Since my diagnosis and increased self-awareness, I’ve begun to notice so much more around me. I am more present in my daily life and more attuned to my needs. Previously, I resisted my intuition,if something felt wrong but I couldn’t logically explain why, I forced myself to push through, simply because others seemed to manage without discomfort. No wonder I was always exhausted.
Now, I no longer resist or just cope, I acknowledge my discomfort and adapt my environment to meet my needs when I have the energy. When I don’t have the energy, I choose to remove myself from the situation. I’ve started advocating for myself by communicating my needs to friends, family, and colleagues. And as I do this, I’ve realized just how sensitive I am to things I never consciously noticed before like the ticking of a clock, the scent of flowers, the feeling of personal space being invaded. Slowly, I am unmasking, bit by bit.

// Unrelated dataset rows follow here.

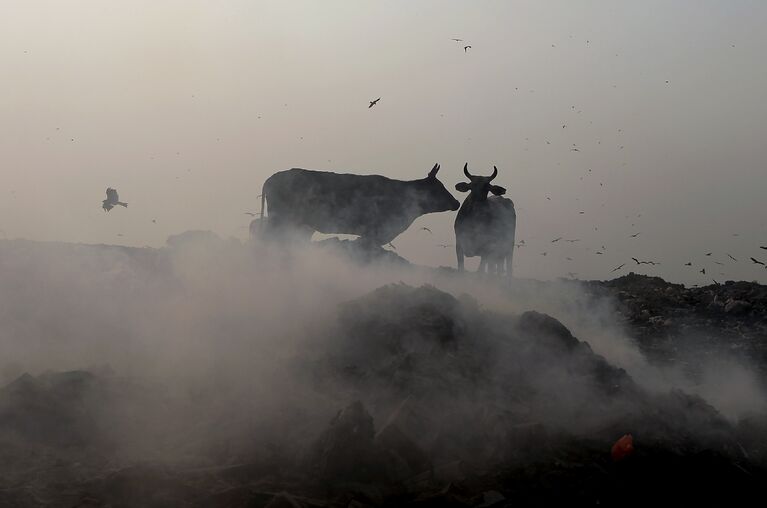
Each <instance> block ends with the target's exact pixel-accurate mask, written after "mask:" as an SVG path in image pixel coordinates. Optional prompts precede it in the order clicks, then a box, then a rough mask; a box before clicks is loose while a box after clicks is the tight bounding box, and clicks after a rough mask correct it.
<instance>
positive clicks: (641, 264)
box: [631, 258, 660, 266]
mask: <svg viewBox="0 0 767 508" xmlns="http://www.w3.org/2000/svg"><path fill="white" fill-rule="evenodd" d="M631 259H633V260H634V262H635V263H636V264H638V265H653V266H655V265H659V264H660V263H657V262H655V261H639V260H638V259H637V258H631Z"/></svg>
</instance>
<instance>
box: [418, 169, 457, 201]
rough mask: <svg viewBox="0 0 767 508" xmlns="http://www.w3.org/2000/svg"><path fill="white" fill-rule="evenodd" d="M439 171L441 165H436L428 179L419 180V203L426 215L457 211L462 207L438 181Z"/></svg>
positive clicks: (429, 173)
mask: <svg viewBox="0 0 767 508" xmlns="http://www.w3.org/2000/svg"><path fill="white" fill-rule="evenodd" d="M438 171H439V164H435V165H434V167H433V168H431V171H429V174H428V175H427V176H426V178H424V179H422V180H418V184H419V185H418V201H419V203H420V207H421V209H422V210H423V211H424V212H425V213H431V212H446V211H448V210H453V211H455V210H458V208H460V206H461V204H460V203H459V202H458V200H457V199H455V198H454V197H453V195H452V194H450V191H448V190H447V189H446V188H445V186H444V185H443V184H442V182H440V181H439V180H437V172H438Z"/></svg>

With the mask off, my experiences are more vivid.
Instead of being an overly controlling, rigid person who suppressed my needs for fear of discomfort, I am choosing environments that align with my nervous system and neurodivergent wiring.
This shift has been monumental, so much so that people around me have started noticing it. Unfortunately, many, including close friends and family, have little understanding of ASD. To them, it’s just a “first-world” concept, not something that can be classified as a disorder, let alone a life-altering condition. Without hesitation, they remind me of my past achievements, guilt-tripping me into working with the same intensity. They dismiss my burnout, calling it a “normal” kind of tiredness. They trivialize my diagnosis by saying, “You don’t look autistic,” or that “everyone struggles in some way.”
Sometimes, I give in to the guilt. But more often than not, I hold my ground. The emotional effort it takes to do so is immense, filling me with resentment and anger, feelings I know I’ll need to process eventually. But despite all this, I am living an authentic life as an autistic woman.
Only when I fully embraced my identity did I begin to experience the world as it truly is. I am clearer about my boundaries, my non-negotiables, and the things I will and won’t tolerate. I am learning to indulge in life more, despite my fears and limitations. And a formal diagnosis has definitely helped me to improve the quality of life.
Oh, what joy it is to simply exist as you are.